Initial Data Exploration: KNIME Tools Analysis
Data Import and Preparation
The initial step in any data mining process was to make sure that data is prepared in a manner that will allow for analysis and mining. In this project, there are some variables that are empty and have no values at all. The first step was to make sure that these columns are filtered out to remain only with columns that contains data. Below is a screenshot of how the data looked like after filtering out missing columns using KNIME data mining tool.
Descriptive Statistics
Using KNIME it is possible to find some of the basic as well as complex statistical analysis of variables. The following are some of the statistical analytics that can be reported from the dataset.
It is important in such a project to determine the relationship between the variables. Below is a screenshot of the correlation matrix and correlation table of the data set variables.
Figure 1 Correlation Matrix
From this analysis it is notable that there is a strong relationship between the data variables based on the correlation table and matrix above. This is an indication that the employee data from the data set are closely related. Also the values do not differ by a big margin as can be seen that the correlation of the minimum values and maximum values is 0.811. The correlation value among the mean of the variables is 0.977 which approximately equal to 1. These value indicate a perfect uphill which is a positive linear relationship between the distributions of the variables.  Below is a sample of a scatter plot generated from the above data.
The average skewness for the model is mostly negative. These values indicate that the data is skewed to the left.
General Descriptive Statistics
Below is the general statistical table from the analysis.
Some of the variables that we could analyze from this include;
Employers’ Number of Employees.
From the data analysis using the KNIME data mining software, it can be seen that the minimum possible number of employees recorded was 3 employees while the maximum recorded number of employees in this period was 181, 000. This was data for the first 50 sample in the whole population of 20000+ samples.
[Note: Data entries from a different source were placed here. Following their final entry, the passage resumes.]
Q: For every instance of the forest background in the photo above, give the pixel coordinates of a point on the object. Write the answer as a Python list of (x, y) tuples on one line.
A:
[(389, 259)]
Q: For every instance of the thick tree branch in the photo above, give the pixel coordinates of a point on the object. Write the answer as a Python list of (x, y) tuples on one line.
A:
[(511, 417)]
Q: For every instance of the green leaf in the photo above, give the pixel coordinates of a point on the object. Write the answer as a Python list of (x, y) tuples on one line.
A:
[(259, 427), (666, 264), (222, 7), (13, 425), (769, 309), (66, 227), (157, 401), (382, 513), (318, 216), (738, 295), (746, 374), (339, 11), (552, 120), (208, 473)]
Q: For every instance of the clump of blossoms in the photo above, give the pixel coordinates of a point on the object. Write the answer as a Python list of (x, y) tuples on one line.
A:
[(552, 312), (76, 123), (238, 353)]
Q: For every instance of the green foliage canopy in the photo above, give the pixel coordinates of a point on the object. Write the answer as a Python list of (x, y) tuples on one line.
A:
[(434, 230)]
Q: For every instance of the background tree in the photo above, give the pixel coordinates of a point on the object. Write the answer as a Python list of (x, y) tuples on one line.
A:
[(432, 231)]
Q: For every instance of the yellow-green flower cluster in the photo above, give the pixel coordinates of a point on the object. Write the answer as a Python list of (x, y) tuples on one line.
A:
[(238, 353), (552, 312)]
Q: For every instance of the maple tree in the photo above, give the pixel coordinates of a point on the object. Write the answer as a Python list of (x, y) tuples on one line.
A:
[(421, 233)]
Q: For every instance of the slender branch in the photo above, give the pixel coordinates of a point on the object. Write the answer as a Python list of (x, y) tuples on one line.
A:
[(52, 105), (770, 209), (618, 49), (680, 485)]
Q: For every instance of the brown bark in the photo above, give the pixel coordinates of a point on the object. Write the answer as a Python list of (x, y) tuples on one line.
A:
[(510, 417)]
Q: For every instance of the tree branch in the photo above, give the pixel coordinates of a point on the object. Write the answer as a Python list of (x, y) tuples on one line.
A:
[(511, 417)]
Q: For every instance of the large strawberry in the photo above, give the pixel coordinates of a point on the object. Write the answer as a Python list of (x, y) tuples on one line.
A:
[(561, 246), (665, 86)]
Drawing down the analysis on this variable, there is a lot of information that could be generated. From the summary, it can be concluded that there was a total of 895,000 employees in the industries working. There is no missing value in this set of figures since every data was reported. The average sum of all the employees in companies was estimated to be at 17900. The pie chart below shows the distribution of the standard deviation values for the number of employees in the listed companies;
Figure 2: Data Distribution
Figure 3 Correlation Scatter Plot
The scatter plot shows the distribution of the samples are highly concentrated towards 1.0, which indicates a positive uphill and thus a strong relationship among the variables. This is the concentration of employees in the companies listed.
Figure 4 Case Status vs Employee Number Histogram
The histograms indicate the relationship between the case status and the number of employees in the companies. From figure 4, it can be deduced that there is a steady trend in the number of employees based on the status. This indicates a uniform distribution of the employees in all the cases of their employment status. From the case status histogram, the highest number of employees falls in the certified group. This image confirms that for a person to be employed, most emphasis is out on whether he or she is certified. The next level is the expired certifications. The conclusion from the expired certifications could be that most employees who were hired have not renewed or progressed in their certification journey. Those employees whose certificates have been withdrawn are in the third level, and have a significantly low margin in prioritization. This is an indication that companies main selection criteria is on the qualifications of personnel, and whether they are allowed to perform certain activities by possessing an active certificate. As a senior member in the company’ setup, this is a meaningful information to major the judgment while hiring. Skills alone are less considered in this case but the level of qualification of the candidate is likely to offer him/her a job. This information is very useful even to the management when deciding the criteria that they will use when hiring. The number of employees in the denied group is very low an indication that those who are less qualified rarely make an attempt to enter into the job market. Even in the case where these individuals apply for work, they are given the last priority.
Visually, the employer number of employees’ row indicates that only three categories are actually given the opportunity to work: certified, certified-expired, and withdrawn. Among the permitted employees, the certified employees are the least workers, who are represented by a single bar, the certified-expired are the second most employees and are represented by four bars. The most employees are the withdrawn workers and are represented by more than fifteen bars. This information indicates that employees do not usually renew their certificates, which results in this documents expiring and eventually been withdrawn. The lack of representation of declined workers category, indicates that all workers in the organization had certificates at one time. As such, we can conclude that employers only hire individuals that are certified (those with certificates). However, employees never renew their certificates, which makes them to expire and eventually be withdrawn. From this information, it is also highly likely that most employers never follow up to see that their employees have renewed their licenses.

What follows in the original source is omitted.